From a comparison of example 1 with comparative example 5, it can be seen that the reaction is carried out in one portion and without removing solid salts and part of the brine, the distribution of the product is less than ideal and the diether content is only 79.6%.

In conclusion, the invention designs the reaction of the trimethylolpropane and the halogenated olefin into two steps, which can promote mass transfer and heat transfer, is beneficial to narrowing the product distribution, and improves the relative content of the trimethylolpropane di (methyl) allyl ether to more than 93 percent. Trimethylolpropane is easily soluble in water and insoluble in halogenated olefin, the etherified product is easily soluble in halogenated olefin and slightly soluble in saturated sodium chloride aqueous solution, and the catalyst is easily soluble in halogenated olefin and the etherified product and slightly soluble in saturated sodium chloride aqueous solution. Therefore, in the third step, after the reaction is finished and the lower layer of water phase and inorganic salt solid are removed, the content of the catalyst in the organic phase is almost unchanged, and the operation can remove water out of the system on one hand, so that the alkali concentration of the system in the next step of reaction is not influenced, the alkali liquor is prevented from being diluted, the reaction is facilitated, and on the other hand, the mass and heat transfer effects are obviously improved after the inorganic salt is removed. The reaction is carried out in two steps, wherein a product mainly comprising trimethylolpropane mono (methyl) allyl ether is firstly generated, and then the target product is generated through reaction, so that the problems that the reaction degree cannot be controlled and the three ether is higher and the two ether is lower can be avoided, and in the fifth reaction step, the neutralization by phosphoric acid has the beneficial effect that the allyl isomerization to the allyl can be inhibited, because the distillation temperature is up to 120-150 ℃, and the residual alkali at high temperature can promote the allyl isomerization to generate an isomer, thereby influencing the product purity and reducing the product quality.

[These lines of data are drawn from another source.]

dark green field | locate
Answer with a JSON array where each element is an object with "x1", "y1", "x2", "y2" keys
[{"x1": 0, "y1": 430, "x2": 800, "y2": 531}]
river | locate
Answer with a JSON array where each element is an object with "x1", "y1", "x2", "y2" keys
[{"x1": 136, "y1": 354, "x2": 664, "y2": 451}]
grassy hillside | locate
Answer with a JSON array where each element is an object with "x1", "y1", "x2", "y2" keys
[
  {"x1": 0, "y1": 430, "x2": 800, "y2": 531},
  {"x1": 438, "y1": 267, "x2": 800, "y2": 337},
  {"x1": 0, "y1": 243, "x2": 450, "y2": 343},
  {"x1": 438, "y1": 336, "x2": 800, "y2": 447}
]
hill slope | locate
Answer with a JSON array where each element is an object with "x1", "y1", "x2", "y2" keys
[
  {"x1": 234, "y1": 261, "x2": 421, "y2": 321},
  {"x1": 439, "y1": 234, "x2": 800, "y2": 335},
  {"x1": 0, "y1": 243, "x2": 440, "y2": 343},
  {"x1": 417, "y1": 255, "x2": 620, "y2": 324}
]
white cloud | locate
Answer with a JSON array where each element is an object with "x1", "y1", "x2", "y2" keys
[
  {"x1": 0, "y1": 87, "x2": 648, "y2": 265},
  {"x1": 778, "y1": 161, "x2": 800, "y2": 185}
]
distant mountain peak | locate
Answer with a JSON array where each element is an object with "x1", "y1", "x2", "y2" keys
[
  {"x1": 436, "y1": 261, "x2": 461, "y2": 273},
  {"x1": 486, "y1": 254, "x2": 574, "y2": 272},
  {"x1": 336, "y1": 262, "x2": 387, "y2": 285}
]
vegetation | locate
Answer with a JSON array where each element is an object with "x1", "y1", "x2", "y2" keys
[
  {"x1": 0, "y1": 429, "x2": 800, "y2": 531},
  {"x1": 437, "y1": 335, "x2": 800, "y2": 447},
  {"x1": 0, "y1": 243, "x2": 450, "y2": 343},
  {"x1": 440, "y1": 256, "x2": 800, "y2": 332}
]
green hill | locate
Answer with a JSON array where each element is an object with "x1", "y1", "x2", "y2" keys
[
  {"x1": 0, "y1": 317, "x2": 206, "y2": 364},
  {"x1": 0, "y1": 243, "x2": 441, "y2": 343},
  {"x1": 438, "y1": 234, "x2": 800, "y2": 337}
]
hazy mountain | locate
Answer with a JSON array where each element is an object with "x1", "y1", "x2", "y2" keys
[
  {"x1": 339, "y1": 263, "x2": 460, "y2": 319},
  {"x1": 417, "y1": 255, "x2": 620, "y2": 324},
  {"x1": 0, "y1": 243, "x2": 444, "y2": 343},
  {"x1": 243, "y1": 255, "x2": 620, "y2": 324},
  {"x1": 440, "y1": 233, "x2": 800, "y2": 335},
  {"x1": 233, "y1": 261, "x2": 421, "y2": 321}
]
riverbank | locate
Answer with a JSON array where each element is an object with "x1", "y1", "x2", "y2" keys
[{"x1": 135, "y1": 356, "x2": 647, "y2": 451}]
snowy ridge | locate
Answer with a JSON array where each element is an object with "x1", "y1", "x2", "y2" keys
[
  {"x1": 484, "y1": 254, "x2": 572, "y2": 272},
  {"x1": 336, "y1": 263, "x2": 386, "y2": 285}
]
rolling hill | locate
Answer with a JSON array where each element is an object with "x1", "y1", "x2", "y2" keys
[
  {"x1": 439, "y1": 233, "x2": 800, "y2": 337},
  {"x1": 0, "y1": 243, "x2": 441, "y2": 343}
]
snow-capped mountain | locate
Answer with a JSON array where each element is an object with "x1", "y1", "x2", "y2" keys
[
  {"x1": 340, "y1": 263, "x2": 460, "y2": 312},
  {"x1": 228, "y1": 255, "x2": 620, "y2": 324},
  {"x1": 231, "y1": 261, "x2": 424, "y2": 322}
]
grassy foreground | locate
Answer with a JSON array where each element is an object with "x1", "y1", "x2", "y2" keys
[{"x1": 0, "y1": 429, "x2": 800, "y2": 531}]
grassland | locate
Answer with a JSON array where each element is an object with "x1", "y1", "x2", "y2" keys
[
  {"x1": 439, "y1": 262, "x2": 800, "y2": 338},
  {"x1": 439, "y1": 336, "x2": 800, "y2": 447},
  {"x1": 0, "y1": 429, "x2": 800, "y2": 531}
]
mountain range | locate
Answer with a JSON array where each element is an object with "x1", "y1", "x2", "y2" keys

The above-mentioned embodiments only express several embodiments of the present invention, and the description thereof is more specific and detailed, but not construed as limiting the scope of the present invention. It should be noted that, for a person skilled in the art, several variations and modifications can be made without departing from the inventive concept, which falls within the scope of the present invention. Therefore, the protection scope of the present patent shall be subject to the appended claims.